We may not directly interact with most of the other six billion people in the world, but we still live in a world much larger than Dunbar’s Number.
Or to say it with appropriate generality: taking our current brain size and mind design as the input, we live in a world much larger than Dunbar’s Function for minds of our type.
Consider some of the consequences:
If you work in a large company, you probably don’t know your tribal chief on any personal level, and may not even be able to get access to him. For every rule within your company, you may not know the person who decided on that rule, and have no realistic way to talk to them about the effects of that rule on you. Large amounts of the organizational structure of your life are beyond your ability to control, or even talk about with the controllers; directives that have major effects on you, may be handed down from a level you can’t reach.
If you live in a large country, you probably don’t know your President or Prime Minister on a personal level, and may not even be able to get a few hours’ chat; you live under laws and regulations that you didn’t make, and you can’t talk to the people who made them.
This is a non-ancestral condition. Even children, while they may live under the dictatorial rule of their parents, can at least personally meet and talk to their tyrants. You could expect this unnatural (that is, non-EEA) condition to create some amount of anomie.
If people don’t like being part of large organizations and countries, why do they stick around? Because of another non-ancestral condition – you can’t just gather your more sensible friends, leave the band, and gather nuts and berries somewhere else. If I had to cite two non-regulatory barriers at work, it would be (a) the cost of capital equipment, and (b) the surrounding web of contacts and contracts – a web of installed relationships not easily duplicated by a new company.
But we already live in a world, right now, where people are less in control of their social destinies than they would be in a hunter-gatherer band, because it’s harder to talk to the tribal chief or (if that fails) leave unpleasant restrictions and start your own country. There is an opportunity for progress here.
Indeed there is – which is why we’re working on it!

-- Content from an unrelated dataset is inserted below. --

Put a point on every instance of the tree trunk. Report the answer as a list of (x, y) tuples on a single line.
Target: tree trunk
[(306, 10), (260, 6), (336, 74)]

In line with what Eliezer says here, one of our core beliefs is that there are plenty of pioneering spirits out there who would love to go start a new tribe, if only they had a frontier to do it on.
And besides letting people start their own countries, we believe that dynamic geography will increase the autonomy of small local groups. Both as part of generally moving power downwards, and because it lets people specifically design that quality into their system, if that’s what they want from a society. Thus it will let more decisions be made in the tribe-sized groups our brains are programmed for.